A dermatome is an area of skin supplied by sensory neurons that arise from a spinal nerve ganglion. Symptoms that follow a dermatome (e.g., pain or a rash) may indicate a pathology that involves the related nerve root. Examples include somatic dysfunction of the spine or viral infection. Certain skin problems tend to orient lesions along dermatomal lines.

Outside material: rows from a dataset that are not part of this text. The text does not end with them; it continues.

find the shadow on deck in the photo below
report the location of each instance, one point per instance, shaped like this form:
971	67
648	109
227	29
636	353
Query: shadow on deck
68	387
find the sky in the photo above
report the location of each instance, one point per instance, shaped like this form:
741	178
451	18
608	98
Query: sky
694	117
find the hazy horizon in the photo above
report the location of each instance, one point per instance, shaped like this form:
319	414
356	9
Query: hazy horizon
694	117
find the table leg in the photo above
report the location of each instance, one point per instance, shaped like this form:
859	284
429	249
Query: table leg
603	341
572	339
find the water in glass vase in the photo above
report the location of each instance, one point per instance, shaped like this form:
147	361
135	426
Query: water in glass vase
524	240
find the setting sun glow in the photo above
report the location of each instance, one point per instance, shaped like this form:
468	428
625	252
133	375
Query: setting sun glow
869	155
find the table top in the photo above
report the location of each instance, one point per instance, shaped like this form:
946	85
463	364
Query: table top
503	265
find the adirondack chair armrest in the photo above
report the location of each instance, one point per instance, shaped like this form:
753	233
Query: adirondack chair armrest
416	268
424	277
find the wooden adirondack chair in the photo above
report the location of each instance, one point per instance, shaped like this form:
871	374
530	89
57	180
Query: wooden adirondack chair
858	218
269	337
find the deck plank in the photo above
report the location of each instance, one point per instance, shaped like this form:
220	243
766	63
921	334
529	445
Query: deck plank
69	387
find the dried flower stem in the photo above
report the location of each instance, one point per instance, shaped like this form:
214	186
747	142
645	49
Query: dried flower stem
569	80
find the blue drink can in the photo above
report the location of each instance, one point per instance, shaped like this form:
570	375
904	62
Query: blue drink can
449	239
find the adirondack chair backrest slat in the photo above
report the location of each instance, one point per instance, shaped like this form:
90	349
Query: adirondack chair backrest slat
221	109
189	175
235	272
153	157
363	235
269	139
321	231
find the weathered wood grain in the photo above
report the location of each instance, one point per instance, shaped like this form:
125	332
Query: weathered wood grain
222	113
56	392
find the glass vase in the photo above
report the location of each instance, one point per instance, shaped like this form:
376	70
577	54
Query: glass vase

In referred pain, sensory nerve fibers such as those from dermatomes may come together at the same spinal cord level as the general visceral afferent fibers such as those from the heart.
When the general visceral sensory fiber is stimulated, the central nervous system does not clearly discern whether the pain is coming from the body wall or from the viscera, so it perceives the pain as coming from somewhere on the body wall, e.g., left arm/hand pain, jaw pain.
So the pain is "referred to" the related dermatomes of the same spinal segment.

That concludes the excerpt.